Don Claudio Sánchez-Albornoz dijo: «El Occidente mismo no existiría y sería incomprensible sin España. Porque no hemos sido un pueblo deudor, sino un pueblo acreedor de Europa. Aunque otra cosa crean quienes en esta hora (en cada hora triunfa una escala peculiar de valores que la hora anterior no estimó de igual modo y que la hora siguiente jerarquizará de otra manera) otorgan crédito preferente a actividades y creencias humanas que el homo hispanus (es injusto decir que no ha sabido) no ha podido llevar a cabo. Aunque otra cosa crean quienes a la hora de hoy desdeñan las gestas y las creaciones que nosotros hemos realizado y valorado y seguimos realizando y valorando».
Soy lectora compulsiva. Lo he sido toda mi vida.
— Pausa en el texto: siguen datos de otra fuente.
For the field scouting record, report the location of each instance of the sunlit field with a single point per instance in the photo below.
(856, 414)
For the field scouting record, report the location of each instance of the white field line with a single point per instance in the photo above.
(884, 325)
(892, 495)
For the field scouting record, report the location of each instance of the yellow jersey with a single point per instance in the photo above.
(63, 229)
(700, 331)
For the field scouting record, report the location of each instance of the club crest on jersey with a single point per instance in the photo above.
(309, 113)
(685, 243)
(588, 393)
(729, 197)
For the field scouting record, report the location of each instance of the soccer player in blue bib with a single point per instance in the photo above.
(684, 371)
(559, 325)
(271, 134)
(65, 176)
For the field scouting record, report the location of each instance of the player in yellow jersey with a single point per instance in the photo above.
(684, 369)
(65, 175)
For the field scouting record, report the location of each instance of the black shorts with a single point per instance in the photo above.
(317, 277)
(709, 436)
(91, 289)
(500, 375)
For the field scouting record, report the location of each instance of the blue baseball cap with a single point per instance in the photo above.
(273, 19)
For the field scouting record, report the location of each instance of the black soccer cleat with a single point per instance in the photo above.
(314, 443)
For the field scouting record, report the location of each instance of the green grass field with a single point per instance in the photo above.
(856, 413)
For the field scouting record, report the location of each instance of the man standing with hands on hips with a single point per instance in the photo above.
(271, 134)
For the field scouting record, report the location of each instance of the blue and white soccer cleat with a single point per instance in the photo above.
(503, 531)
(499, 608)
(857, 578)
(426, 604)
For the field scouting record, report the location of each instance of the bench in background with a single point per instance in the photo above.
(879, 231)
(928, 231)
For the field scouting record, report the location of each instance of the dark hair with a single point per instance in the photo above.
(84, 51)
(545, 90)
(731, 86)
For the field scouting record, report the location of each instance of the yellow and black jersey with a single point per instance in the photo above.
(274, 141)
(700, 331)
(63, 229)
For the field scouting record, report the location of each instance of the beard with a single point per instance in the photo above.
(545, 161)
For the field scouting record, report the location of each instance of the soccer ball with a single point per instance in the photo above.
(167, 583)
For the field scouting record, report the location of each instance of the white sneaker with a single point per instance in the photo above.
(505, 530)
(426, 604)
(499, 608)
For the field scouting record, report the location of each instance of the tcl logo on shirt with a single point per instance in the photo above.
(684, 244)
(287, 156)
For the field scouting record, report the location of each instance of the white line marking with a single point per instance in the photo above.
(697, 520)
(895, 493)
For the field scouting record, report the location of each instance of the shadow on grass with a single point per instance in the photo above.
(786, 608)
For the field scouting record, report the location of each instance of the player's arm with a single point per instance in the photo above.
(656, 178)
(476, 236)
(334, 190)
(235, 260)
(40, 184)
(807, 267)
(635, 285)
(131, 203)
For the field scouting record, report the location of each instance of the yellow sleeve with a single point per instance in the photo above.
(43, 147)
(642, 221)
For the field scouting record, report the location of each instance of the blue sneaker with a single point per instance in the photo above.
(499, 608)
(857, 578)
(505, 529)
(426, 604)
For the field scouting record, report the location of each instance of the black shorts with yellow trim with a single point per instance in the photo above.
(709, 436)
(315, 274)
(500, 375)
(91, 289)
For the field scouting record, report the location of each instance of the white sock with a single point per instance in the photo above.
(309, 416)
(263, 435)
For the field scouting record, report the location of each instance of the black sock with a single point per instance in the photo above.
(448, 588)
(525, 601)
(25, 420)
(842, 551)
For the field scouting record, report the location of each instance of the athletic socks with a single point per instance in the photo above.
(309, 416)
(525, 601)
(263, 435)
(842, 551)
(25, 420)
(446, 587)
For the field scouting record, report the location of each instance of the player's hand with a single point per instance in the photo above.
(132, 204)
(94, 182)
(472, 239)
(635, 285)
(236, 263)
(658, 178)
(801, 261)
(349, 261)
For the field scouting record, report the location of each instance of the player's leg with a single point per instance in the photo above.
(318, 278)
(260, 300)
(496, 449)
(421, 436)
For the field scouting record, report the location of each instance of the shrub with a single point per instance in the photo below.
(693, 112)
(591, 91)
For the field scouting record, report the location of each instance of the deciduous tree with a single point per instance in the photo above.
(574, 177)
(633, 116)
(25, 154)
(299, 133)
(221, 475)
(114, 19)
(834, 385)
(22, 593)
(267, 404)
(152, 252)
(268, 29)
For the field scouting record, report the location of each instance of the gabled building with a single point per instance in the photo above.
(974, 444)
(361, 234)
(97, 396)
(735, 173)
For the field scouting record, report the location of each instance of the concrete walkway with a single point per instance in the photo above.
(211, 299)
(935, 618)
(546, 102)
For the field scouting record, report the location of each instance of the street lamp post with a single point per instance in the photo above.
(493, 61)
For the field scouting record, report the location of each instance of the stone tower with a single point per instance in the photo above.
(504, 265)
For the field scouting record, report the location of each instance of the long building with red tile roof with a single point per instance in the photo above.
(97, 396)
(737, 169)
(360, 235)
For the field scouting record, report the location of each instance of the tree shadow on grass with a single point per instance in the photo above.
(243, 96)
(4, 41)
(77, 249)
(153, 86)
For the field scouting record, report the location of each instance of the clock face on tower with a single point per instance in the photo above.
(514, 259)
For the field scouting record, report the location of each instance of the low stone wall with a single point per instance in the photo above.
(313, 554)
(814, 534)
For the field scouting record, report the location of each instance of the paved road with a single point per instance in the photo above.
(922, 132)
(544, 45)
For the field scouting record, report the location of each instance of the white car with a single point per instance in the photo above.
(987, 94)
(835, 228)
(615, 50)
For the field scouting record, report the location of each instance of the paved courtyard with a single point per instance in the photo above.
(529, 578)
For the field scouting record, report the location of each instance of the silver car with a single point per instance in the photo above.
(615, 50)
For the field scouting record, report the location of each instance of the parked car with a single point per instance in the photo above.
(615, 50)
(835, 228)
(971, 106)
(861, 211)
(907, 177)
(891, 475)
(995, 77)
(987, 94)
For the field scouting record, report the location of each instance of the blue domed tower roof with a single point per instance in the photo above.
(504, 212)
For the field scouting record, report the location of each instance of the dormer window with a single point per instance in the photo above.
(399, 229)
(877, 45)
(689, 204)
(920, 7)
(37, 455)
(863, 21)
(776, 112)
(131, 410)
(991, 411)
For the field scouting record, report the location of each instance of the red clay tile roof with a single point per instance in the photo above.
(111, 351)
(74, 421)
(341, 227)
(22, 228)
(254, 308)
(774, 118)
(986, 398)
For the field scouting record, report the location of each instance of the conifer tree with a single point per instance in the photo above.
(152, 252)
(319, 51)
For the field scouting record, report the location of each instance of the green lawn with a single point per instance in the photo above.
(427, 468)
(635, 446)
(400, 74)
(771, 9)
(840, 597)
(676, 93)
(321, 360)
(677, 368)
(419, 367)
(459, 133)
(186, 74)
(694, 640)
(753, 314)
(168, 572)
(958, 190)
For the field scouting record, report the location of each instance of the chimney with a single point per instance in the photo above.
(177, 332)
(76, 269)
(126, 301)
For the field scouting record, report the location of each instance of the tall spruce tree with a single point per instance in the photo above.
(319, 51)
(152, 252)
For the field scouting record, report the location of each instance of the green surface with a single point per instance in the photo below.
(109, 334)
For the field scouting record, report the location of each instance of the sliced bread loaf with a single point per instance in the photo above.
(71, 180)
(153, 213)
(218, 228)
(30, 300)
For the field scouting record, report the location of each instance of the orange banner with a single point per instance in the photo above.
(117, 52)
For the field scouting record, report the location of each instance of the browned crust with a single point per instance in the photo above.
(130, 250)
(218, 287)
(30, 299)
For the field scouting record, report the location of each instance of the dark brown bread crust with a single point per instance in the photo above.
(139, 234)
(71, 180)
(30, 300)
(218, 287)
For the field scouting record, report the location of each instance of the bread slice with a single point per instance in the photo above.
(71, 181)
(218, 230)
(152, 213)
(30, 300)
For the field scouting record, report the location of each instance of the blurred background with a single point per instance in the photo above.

En todo momento y lugar debo estar leyendo algo y, si no es un libro, cualquier cosa me vale: una valla publicitaria, un prospecto farmacéutico, unas instrucciones, un cartel explicativo…
Dejé de leer cuentos con apenas ocho años y pasé, directamente, a novelas históricas. ¿Mi favorito? Charles Dickens. Seguido, muy de cerca, por sir Walter Scott (con el sir, no me sale decirlo sin el señor).
Con once años ya me había leído buena parte de la producción de ambos. Entonces me dio por leerme a Agatha Christie y a sir Arthur Conan Doyle. Lecturas que enriquecían mi conocimiento del mundo británico. Enriquecimiento que se nutría, además, con las películas que veíamos los sábados a mediodía. Esas de caballeros medievales, aquellas de piratas caribeños (nada que ver con los depps actuales), o las otras de reinas vírgenes pelirrojas que mandaban a hombres bellísimos… Todo ello, en variopinto cóctel mental, consiguió hacerme pensar lo maravilloso que resultaba ser inglés.
Los ingleses, pensaba yo, son unos tipos inmensamente afortunados. Tienen una historia gloriosa. Y yo, fanática de la Historia, me sentía una pobre desgraciada. No había novelas con héroes españoles. No había películas con estupendas historias patrias, desarrolladas en escenarios de nombres tan sugerentes como Nottingham que, seamos sinceros, suena infinitamente mejor que Tembleque, pongamos por caso (pueblo bonito rebonito, por otra parte).
Bien. Pasaron muchos años antes de que empezase a fascinarme por la Historia de España. Y muchos más antes de comprender que los ingleses sólo habían imitado el modelo de imperio previamente diseñado por los españoles. Fue, entonces, cuando empecé a mirar con otros ojos la historia de mi país. Una gran historia, plagada de héroes tan atractivos como los británicos que yo había admirado en mi niñez.
Escribir sobre Edad Moderna, señalar a Felipe II como mi ídolo, enamorarme de esa Sevilla capital del mundo… me ha servido para que muchos me sitúen del lado del fascio más extremo. De ahí que hace ya tiempo me sienta muy a gustito en tierra de nadie y observe a tanto intelectualoide de manual, a tanto cultureta de salón con cierto hartazgo rayano en la desidia más absoluta.
No consigo entender a tanto y tanto ser vivo que aborrece esto de España, de los españoles, de la patria, de… «La nacionalidad no se elige, es un simple accidente en tu biografía…» Pues ¡bendito accidente! Porque me podía haber tocado nacer en el Yemen o en Mali y ser maltratada, apedreada, mutilada y violada sólo por el hecho de ser mujer.
Me gusta mi país. Me gusta mi cultura. Me fascina mi historia milenaria. Y nuestra maravillosa gastronomía. Y el arte que destila toda la Iberia en su conjunto. Somos ciudadanos del mundo, evidentemente. Y, luego, somos occidentales. Y, más tarde, europeos. Y, si seguimos aumentando el objetivo de nuestro microscopio, somos mediterráneos. Y, por último, hijos de nuestro padre y nuestra madre, en última instancia, nuestra única y verdadera patria.
En resumen: nací en España. Soy española. Me criaron en la cultura judeocristiana. A mí y al resto de los que tanto despotrican a favor y en contra. Así que, por favor, coherencia. Si no quieres ser español, te declaras apátrida y todo resuelto. Si reniegas de tus orígenes judeocristianos, pero resulta que has sido bautizado y formas parte de la comunidad católica (como todo hijo de vecino de mi generación y anteriores), pues te vas a la iglesia más cercana y abjuras.
Es lo bueno que tiene vivir en un país libre: todos tenemos cabida, todos podemos hacer lo que nos venga en gana. Eso sí, tu libertad termina donde empieza la mía, y resulta que me puede molestar, por no decir joder directamente, que te pases el día entero insultando cosas que, aunque a ti no te importen un carajo, para mí sean importantes.